La normalisation des relations EAU-Israël : les objectifs israéliens
La déclaration du 13 août dernier normalisant les relations diplomatiques entre les EAU et Israël est l’œuvre discrète moins des Etats-Unis que des services de renseignement des deux pays. Pour Israël, c’est l’aboutissement fructueux d’années de contacts diplomatiques, la plupart du temps gérés par des anciens des services de renseignement et de l’armée sous divers prétextes (cyber-sécurité, sécurité des infrastructures, etc) et qui, pour certains, ont même élu domicile aux EAU; l’objectif a toujours été de gagner les faveurs d’une Fédération qui contrôle la face sud du détroit d’Ormuz face à l’Iran qui en contrôle la partie nord : l’Iran ne s’y est pas trompé, dénonçant le jour même l’accord diplomatique.
D’autres objectifs israéliens sont déjà apparents :
La poursuite, avec l’aide américaine, de tels accords dans le monde arabe : l’Arabie était visée depuis longtemps avec Bahreïn en ligne de mire : c’est le contraire qui s’est produit avec Bahreïn venant en premier, l’Arabie souhaitant, pour le moment, préserver l’intégrité de son statut de nation-leader des pays arabes mais nul ne doute qu’elle a donné son feu vert à Bahreïn qui ne fait rien sans elle.
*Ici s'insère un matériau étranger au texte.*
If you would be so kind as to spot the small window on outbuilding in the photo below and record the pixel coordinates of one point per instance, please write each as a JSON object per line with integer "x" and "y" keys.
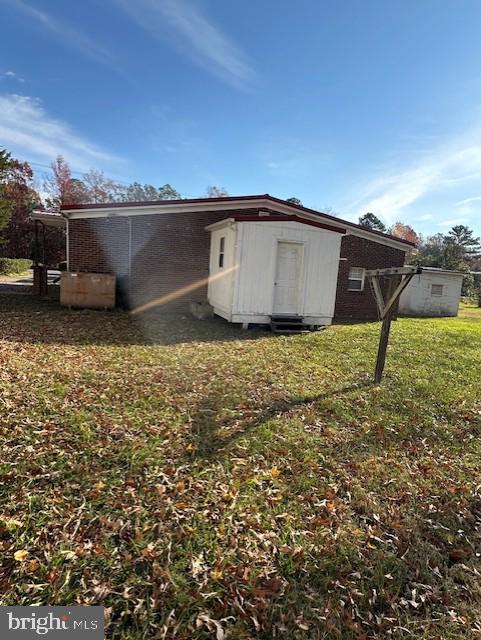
{"x": 356, "y": 279}
{"x": 221, "y": 252}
La division du monde arabe et la reconnaissance simultanée de l’existence même de l’Etat hébreu par les pays arabes ont toujours été les deux faces de la même politique extérieure d’Israël ; la suspension du projet territorial pour la Palestine (un Etat en peau de léopard avec des centres isolés et peu viables) est de peu de poids au regard des avantages que procure un tel accord pour la sécurité à longue distance d’Israël, déjà conclu avec l’Egypte (1978) et la Jordanie (1994).
La possibilité de ventes d’armes directes ; pour le moment, elles existent soit dans le domaine de la sécurité soit de manière indirecte (via les sociétés crées en commun avec l’industrie américaine pour réexportation vers les EAU depuis le sol américain) ; dans l’avenir, Israël envisage des ventes directes dans un schéma classique, où Tel Aviv devient moins un vendeur qu’un conseiller (comme à Singapour face à la Malaisie, en Inde face au Pakistan ou en Azerbaïdjan face l’Iran).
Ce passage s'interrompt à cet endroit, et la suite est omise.